Venu à la politique comme sur un « coup de tête », Yayi Boni, le banquier émérite avait, à l’analyse des résultats de la présidentielle pris un risque calculé. Pouvait-il en être autrement pour un économiste aussi chevronné « entré en banque » depuis 1975 (BCEAO, puis BOAD dont il assurait la présidence jusqu’à sa démission l’année dernière), conseiller économique du président Soglo et bien au fait de la situation sociale, politique et économique de son pays ? Assurément non, car de son poste stratégique de président de la BOAD, Yayi Boni avait une connaissance pointue des Etats de la sous-région.

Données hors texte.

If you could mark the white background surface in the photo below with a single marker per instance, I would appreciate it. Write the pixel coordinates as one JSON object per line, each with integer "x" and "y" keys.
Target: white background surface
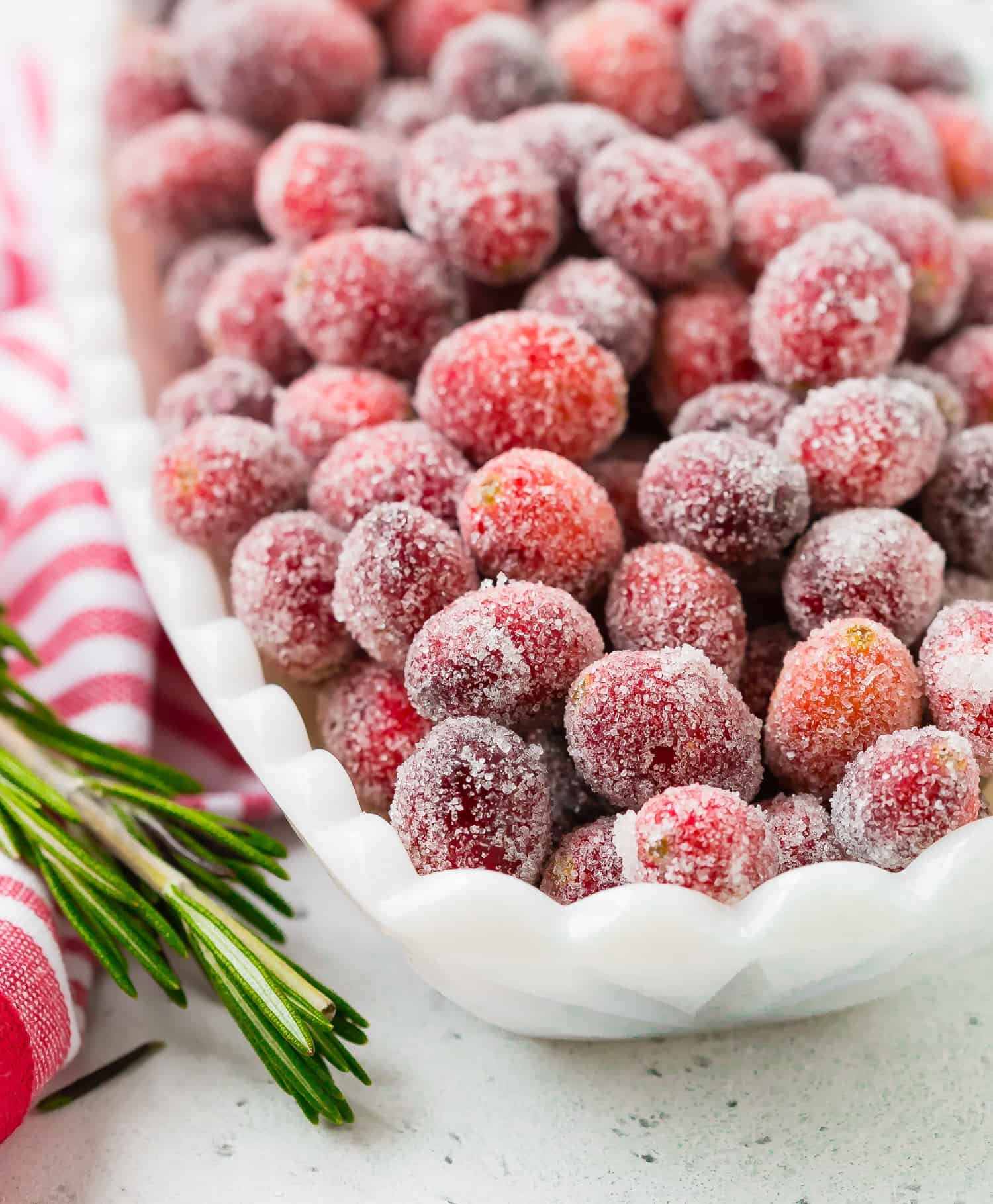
{"x": 884, "y": 1104}
{"x": 888, "y": 1103}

C’est ainsi qu’il savait bien que les Béninois avaient été fortement déçus des dix dernières années de règne de Mathieu Kérékou, avec le marasme économique dû aux faibles performances du secteur agricole, moteur de la croissance et les scandales politico-financiers qui se succédaient au point que Kérékou avait dû frapper fort dans le premier cercle de ses courtisans pour juguler une fraude sociale naissante. C’est dire que les Béninois aspiraient au changement et, ils l’ont exprimé dans les urnes en portant 74,51% des suffrages exprimés sur Yayi Boni.

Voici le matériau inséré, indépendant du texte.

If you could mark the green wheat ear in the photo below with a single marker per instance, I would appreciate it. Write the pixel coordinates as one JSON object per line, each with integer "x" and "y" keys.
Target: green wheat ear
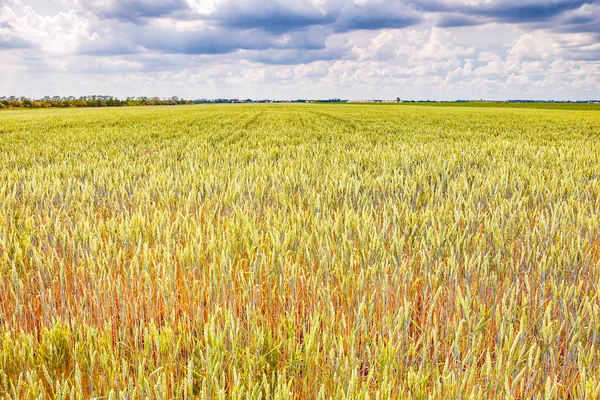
{"x": 309, "y": 251}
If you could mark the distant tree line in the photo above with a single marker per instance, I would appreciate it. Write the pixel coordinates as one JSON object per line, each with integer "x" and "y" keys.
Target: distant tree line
{"x": 87, "y": 101}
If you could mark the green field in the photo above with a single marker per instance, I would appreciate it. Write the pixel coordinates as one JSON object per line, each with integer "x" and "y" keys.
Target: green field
{"x": 300, "y": 251}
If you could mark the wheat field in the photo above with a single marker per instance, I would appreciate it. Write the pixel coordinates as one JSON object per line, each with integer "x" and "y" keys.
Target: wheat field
{"x": 300, "y": 252}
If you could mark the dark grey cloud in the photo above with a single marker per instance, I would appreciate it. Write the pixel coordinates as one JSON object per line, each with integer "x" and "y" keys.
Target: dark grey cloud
{"x": 370, "y": 17}
{"x": 274, "y": 17}
{"x": 136, "y": 11}
{"x": 510, "y": 11}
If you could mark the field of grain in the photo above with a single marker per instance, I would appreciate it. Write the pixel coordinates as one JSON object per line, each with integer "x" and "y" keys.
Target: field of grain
{"x": 300, "y": 251}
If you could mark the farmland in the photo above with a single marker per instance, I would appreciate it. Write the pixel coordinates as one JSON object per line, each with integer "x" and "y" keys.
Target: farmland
{"x": 300, "y": 251}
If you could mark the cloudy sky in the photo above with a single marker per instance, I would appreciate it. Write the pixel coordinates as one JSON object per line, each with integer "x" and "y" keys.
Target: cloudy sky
{"x": 429, "y": 49}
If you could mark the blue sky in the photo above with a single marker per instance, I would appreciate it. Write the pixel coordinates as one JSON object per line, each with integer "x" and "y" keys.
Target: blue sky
{"x": 354, "y": 49}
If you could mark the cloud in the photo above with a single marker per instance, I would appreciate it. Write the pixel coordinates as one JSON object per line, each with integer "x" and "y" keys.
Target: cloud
{"x": 136, "y": 11}
{"x": 431, "y": 48}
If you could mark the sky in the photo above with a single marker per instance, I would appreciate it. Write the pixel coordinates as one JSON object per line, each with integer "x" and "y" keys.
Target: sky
{"x": 291, "y": 49}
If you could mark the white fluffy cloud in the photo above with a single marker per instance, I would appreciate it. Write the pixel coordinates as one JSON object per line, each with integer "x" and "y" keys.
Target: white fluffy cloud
{"x": 444, "y": 49}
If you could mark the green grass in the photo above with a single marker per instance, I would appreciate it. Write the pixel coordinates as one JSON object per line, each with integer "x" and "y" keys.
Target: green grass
{"x": 300, "y": 251}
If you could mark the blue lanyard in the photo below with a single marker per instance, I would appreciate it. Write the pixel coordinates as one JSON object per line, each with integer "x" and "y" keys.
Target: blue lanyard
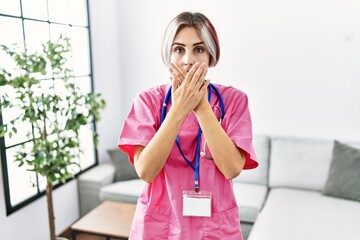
{"x": 198, "y": 139}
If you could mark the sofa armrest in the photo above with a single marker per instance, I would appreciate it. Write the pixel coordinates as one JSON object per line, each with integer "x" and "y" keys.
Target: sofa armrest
{"x": 90, "y": 183}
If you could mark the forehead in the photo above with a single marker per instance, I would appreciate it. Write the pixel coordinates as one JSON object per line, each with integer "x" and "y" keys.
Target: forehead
{"x": 187, "y": 36}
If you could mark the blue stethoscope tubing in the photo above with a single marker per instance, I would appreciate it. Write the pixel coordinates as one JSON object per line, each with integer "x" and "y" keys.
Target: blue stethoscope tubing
{"x": 167, "y": 98}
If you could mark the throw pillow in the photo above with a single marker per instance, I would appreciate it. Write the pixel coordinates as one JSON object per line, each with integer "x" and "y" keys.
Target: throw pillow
{"x": 124, "y": 170}
{"x": 344, "y": 174}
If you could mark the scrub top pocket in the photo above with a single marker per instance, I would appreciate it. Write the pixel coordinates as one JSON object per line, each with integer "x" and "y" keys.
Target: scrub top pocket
{"x": 150, "y": 222}
{"x": 223, "y": 225}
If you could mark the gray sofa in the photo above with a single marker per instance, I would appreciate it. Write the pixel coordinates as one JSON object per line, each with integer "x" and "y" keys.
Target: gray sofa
{"x": 300, "y": 190}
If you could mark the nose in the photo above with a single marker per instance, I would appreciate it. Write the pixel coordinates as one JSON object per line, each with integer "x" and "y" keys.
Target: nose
{"x": 188, "y": 60}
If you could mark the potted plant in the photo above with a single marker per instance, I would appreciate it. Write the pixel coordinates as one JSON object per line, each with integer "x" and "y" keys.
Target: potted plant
{"x": 56, "y": 117}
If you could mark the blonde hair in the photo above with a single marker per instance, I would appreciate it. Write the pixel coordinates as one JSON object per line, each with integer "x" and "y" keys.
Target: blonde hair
{"x": 203, "y": 27}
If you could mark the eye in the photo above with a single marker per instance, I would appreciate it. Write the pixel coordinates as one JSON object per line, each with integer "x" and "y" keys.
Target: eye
{"x": 179, "y": 50}
{"x": 199, "y": 49}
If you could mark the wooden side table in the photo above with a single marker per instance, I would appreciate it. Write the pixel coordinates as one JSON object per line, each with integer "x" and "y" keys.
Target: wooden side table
{"x": 109, "y": 219}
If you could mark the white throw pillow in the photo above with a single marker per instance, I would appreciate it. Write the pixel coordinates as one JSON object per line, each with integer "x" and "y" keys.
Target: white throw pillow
{"x": 299, "y": 162}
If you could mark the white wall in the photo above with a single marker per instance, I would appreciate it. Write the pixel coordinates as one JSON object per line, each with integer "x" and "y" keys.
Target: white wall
{"x": 297, "y": 60}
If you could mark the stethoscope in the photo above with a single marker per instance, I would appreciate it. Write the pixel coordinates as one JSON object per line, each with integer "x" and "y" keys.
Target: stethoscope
{"x": 167, "y": 98}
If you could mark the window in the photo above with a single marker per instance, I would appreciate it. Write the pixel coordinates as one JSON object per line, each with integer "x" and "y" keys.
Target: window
{"x": 34, "y": 22}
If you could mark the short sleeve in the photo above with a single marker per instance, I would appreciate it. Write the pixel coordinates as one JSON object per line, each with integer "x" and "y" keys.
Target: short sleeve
{"x": 237, "y": 124}
{"x": 141, "y": 123}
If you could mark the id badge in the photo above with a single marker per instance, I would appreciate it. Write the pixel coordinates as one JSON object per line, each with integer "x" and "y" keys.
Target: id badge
{"x": 197, "y": 204}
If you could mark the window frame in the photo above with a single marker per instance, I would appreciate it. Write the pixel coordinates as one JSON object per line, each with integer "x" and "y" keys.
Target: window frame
{"x": 3, "y": 148}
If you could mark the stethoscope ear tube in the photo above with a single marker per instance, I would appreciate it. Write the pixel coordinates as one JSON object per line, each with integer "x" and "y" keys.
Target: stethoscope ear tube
{"x": 222, "y": 114}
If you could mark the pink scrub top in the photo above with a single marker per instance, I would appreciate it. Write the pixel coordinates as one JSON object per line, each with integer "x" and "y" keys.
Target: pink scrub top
{"x": 158, "y": 213}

Une victoire claire et nette que son adversaire malheureux, Adrien Houngbédji, a salué en félicitant celui qui a fait mentir l’adage selon lequel, « en politique il n’y a pas de génération spontanée ». Le plus dur commence cependant au regard du tableau ci-dessus décrit et Boni devra se retrousser les manches, s’il ne veut pas finir comme l’autre « grand commis » de la finance internationale, Nicéphore Soglo qui l’a devancé à ce poste avec les mêmes préjugés favorables.

On est mémoratif qu’en 1991, Soglo était apparu comme le « messie » face à un Kérékou en « fin de cycle » et vilipendé par ses compatriotes lors de la conférence nationale souveraine. On sait ce qu’il advint. Soglo, en dépit de performances économiques certaines, n’ayant jamais réussi à faire l’unanimité au plan politique. La faute sans doute à une épouse, Rosine, un peu trop envahissante ce qui n’est pas forcément une bonne chose sous nos tropiques.

L’homme du FMI paiera cash sa pusillanimité lors du scrutin de 1996, avec le retour en force du « vieux caméléon », qui signera un bail peu fructueux de dix ans à la tête du pays. Boni qui peut être considéré comme « une solution prêt-à-porter » ou un « sauveur de la fin du millénaire, » comme l’écrivait notre confrère Jean-Philippe Tougma dans Carrefour Africain (n°1127, PM), à propos de ses hommes « neufs », est guetté par le « syndrome » Soglo.

Si on ne doute pas de ses capacités de gestionnaire, on peut craindre qu’il ne « glisse » sur le plan politique, lui qui, à priori, n’est pas soutenu par un parti politique. Bien sûr, il a le soutien de la quasi totalité de la classe politique de son pays mais, nous sommes de ceux qui pensent que des individus mis ensemble ne peuvent pas développer un pays. Ce sont des systèmes construits, des groupes structurés qui gèrent un pays.

Il faut de la rationalité et, c’est ce qui a semblé, jusque-là, manqué à Amadou Toumani Touré, dont l’action « cafouille » par moments. Boni devra donc très tôt se sortir du piège de ses supporters pour espérer imprimer durablement sa marque sur son pays. Autrement, la symphonie risque très rapidement de tourner à la cacophonie, surtout que la plupart des soutiens sont loin d’être sincères. C’est donc à l’épreuve du terrain que l’on saura véritablement si Boni n’a pas lâché la proie pour l’ombre. Pour l’heure, il savoure sa victoire.